Toss Next ML Challenge - Ad (opens in new tab)

Toss recently hosted the "Toss Next ML Challenge," a large-scale competition focused on predicting advertisement Click-Through Rates (CTR) using real-world, anonymized data from the Toss app. By tasking over 2,600 participants with developing high-performance models under real-time serving constraints, the event successfully identified innovative technical approaches to feature engineering and model ensembling. ### Designing a Real-World CTR Prediction Task * The competition required participants to predict the probability of a user clicking a display ad based on a dataset of 10.7 million training samples. * Data included anonymized features such as age, gender, ad inventory IDs, and historical user behavior. * A primary technical requirement was "real-time navigability," meaning models had to be optimized for fast inference to function within a live service environment. ### Overcoming Anonymization with Sequence Engineering * To maintain data privacy while allowing external access, Toss provided anonymized features in a single flattened table, which limited the ability of participants to perform traditional data joins. * A complex, raw "Sequence" feature was intentionally left unprocessed to serve as a differentiator for high-performing teams. * Top-tier participants demonstrated extreme persistence by deriving up to 37 unique variables from this single sequence, including transition probabilities, unique token counts, and sequence lengths. ### Winning Strategies and Technical Trends * All of the top 30 teams utilized Boosting Tree-based models (such as XGBoost or LightGBM), while Deep Learning was used only by a subset of participants. * One standout solution utilized a massive ensemble of 260 different models, providing a fresh perspective on the limits of ensemble learning for predictive accuracy. * Performance was largely driven by the ability to extract meaningful signals from anonymized data through rigorous cross-validation and creative feature interactions.

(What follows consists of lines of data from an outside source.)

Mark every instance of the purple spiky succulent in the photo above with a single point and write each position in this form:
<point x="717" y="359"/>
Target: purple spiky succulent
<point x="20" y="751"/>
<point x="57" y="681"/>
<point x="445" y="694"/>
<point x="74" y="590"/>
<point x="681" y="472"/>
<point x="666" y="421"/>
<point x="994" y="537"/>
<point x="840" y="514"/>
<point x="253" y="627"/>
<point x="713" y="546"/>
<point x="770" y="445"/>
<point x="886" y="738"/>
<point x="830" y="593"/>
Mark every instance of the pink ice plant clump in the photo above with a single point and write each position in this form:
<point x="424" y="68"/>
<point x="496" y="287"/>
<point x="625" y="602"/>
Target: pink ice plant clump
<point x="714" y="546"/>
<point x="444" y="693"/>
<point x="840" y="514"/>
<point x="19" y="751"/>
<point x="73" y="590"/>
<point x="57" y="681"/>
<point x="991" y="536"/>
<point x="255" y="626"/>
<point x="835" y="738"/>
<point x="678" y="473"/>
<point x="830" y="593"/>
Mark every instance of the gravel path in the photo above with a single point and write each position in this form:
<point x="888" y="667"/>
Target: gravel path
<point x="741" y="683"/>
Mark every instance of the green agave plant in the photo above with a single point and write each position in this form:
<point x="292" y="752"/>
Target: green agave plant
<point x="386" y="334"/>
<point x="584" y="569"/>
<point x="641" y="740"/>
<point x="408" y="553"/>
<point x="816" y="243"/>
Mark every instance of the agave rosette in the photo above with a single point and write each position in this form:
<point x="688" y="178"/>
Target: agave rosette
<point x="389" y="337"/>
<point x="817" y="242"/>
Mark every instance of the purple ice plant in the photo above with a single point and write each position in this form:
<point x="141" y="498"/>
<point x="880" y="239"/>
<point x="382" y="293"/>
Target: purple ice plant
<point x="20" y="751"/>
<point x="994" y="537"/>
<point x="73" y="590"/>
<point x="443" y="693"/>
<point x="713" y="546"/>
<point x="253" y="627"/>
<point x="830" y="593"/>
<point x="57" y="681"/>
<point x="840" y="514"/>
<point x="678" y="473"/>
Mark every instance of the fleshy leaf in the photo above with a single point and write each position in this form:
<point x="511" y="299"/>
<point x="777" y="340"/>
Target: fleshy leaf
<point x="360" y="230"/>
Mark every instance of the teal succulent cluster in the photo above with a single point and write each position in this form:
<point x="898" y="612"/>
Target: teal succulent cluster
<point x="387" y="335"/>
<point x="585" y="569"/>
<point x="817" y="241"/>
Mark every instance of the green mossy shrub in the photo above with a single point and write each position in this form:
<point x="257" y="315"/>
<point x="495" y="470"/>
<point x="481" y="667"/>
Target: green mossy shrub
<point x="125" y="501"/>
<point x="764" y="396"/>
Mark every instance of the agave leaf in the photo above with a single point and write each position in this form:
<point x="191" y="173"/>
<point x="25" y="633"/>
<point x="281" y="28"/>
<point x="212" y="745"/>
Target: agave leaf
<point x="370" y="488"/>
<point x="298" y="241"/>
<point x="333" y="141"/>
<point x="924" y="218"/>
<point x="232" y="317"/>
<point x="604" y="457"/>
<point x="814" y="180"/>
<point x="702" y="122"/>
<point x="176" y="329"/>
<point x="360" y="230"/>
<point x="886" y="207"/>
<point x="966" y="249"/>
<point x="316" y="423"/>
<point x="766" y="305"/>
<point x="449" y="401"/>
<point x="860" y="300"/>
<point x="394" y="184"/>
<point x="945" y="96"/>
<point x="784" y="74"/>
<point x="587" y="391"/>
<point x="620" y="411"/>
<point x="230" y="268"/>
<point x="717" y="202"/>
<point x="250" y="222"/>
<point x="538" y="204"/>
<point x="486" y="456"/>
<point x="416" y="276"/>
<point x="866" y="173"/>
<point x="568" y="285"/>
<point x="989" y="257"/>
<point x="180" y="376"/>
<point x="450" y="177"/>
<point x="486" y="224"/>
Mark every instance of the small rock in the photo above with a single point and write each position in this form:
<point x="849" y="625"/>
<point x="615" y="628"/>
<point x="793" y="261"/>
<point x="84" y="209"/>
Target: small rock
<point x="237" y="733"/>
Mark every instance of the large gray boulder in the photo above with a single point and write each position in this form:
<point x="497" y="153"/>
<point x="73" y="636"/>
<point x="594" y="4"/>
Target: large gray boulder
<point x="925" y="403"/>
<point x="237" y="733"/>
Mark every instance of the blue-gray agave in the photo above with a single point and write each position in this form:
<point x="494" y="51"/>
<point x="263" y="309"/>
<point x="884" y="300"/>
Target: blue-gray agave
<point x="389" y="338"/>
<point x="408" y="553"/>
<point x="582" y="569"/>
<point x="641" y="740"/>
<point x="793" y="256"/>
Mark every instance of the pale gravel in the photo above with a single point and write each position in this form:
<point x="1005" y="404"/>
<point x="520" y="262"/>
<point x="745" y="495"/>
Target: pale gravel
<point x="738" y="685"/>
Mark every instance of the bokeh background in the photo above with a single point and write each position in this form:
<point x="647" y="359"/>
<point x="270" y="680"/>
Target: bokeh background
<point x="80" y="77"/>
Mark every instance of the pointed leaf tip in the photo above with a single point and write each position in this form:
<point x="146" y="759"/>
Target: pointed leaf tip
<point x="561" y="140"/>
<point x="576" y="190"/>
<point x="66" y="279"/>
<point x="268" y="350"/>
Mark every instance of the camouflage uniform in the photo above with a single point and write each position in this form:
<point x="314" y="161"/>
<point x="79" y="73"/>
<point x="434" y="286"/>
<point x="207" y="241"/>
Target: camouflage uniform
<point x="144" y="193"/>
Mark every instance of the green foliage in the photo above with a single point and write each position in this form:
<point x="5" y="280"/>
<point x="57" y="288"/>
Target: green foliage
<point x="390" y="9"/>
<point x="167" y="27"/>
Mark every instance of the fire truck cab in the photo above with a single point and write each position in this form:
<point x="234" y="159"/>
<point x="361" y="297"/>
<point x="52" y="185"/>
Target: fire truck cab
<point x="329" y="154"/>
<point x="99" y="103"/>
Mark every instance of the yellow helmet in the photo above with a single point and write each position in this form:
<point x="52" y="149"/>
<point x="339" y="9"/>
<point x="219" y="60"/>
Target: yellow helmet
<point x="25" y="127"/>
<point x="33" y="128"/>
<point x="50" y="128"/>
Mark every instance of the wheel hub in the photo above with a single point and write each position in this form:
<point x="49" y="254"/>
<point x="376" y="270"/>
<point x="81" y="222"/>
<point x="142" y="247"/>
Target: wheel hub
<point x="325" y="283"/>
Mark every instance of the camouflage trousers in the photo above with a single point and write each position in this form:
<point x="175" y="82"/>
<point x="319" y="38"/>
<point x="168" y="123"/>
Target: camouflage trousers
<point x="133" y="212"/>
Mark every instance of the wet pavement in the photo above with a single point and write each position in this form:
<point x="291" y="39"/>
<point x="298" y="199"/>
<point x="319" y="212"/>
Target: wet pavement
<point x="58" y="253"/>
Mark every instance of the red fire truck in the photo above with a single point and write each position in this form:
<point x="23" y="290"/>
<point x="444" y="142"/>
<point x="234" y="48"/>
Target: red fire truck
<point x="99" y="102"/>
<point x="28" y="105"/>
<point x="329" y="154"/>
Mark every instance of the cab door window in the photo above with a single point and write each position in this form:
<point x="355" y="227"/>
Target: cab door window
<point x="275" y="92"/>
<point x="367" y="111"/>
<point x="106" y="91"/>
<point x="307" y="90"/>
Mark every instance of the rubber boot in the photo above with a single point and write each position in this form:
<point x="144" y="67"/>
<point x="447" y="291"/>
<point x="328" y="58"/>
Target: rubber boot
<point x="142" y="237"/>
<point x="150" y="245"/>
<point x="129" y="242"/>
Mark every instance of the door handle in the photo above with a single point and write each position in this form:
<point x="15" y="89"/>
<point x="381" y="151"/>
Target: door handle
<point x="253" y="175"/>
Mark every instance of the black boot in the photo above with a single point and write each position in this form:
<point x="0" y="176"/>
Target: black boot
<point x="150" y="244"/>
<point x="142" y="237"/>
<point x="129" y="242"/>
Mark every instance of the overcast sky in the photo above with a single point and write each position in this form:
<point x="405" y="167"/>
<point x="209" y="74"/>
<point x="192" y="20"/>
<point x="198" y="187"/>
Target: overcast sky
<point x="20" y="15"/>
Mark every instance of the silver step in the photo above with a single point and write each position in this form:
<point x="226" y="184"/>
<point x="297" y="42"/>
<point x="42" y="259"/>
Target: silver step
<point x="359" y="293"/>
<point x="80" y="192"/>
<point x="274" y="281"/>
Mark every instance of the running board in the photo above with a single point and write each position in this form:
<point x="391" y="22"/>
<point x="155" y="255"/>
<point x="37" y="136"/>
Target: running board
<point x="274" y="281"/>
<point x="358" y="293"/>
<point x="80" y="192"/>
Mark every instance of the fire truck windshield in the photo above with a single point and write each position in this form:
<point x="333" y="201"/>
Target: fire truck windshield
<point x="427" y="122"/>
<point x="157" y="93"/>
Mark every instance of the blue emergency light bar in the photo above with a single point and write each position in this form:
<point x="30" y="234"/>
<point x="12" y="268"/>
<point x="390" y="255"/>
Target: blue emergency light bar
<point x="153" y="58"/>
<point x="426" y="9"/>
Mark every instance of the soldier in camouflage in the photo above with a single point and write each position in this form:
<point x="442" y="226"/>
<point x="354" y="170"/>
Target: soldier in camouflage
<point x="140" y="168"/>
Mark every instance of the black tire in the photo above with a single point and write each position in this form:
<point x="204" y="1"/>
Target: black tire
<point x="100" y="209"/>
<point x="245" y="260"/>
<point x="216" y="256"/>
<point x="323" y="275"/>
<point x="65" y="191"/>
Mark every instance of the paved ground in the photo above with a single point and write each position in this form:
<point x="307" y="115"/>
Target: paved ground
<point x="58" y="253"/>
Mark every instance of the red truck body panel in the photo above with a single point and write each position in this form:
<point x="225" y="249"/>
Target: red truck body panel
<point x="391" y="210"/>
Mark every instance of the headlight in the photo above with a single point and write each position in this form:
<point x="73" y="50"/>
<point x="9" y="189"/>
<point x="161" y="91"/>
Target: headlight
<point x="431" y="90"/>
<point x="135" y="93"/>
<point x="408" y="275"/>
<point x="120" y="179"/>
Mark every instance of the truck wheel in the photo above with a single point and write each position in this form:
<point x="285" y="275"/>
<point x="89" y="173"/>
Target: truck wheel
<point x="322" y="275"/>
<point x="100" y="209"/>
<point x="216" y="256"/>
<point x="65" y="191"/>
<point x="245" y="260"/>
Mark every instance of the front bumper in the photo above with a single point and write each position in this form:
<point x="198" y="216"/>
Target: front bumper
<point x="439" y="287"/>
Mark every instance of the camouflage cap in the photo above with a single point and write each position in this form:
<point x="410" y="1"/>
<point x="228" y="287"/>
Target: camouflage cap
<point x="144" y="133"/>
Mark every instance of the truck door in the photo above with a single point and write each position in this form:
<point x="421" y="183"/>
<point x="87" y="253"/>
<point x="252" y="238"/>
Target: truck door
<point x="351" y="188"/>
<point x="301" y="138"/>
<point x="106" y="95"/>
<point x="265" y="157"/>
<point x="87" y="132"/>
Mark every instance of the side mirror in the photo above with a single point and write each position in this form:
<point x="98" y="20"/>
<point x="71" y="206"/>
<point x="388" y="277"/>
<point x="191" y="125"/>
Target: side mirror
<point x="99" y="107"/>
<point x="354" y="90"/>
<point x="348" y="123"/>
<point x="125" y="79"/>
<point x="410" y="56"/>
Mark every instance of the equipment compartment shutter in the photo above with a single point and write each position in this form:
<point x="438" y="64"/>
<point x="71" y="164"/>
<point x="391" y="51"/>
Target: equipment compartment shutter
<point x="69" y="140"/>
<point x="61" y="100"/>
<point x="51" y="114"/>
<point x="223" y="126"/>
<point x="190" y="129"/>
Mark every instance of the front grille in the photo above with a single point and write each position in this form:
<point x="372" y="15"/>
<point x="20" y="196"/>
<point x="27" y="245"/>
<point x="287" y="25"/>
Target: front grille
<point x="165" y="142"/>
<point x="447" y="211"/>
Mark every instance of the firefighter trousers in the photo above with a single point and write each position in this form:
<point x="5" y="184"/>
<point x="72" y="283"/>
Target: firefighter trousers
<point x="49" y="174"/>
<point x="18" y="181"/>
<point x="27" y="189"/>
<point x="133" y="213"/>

The results of the Toss Next ML Challenge suggest that even in the absence of domain-specific context due to anonymization, meticulous feature engineering and robust tree-based architectures remains the gold standard for tabular data. For ML engineers, the competition underscores that the key to production-ready models lies in balancing complex ensembling with the strict latency requirements of real-time serving.

naver

[DAN25] (opens in new tab)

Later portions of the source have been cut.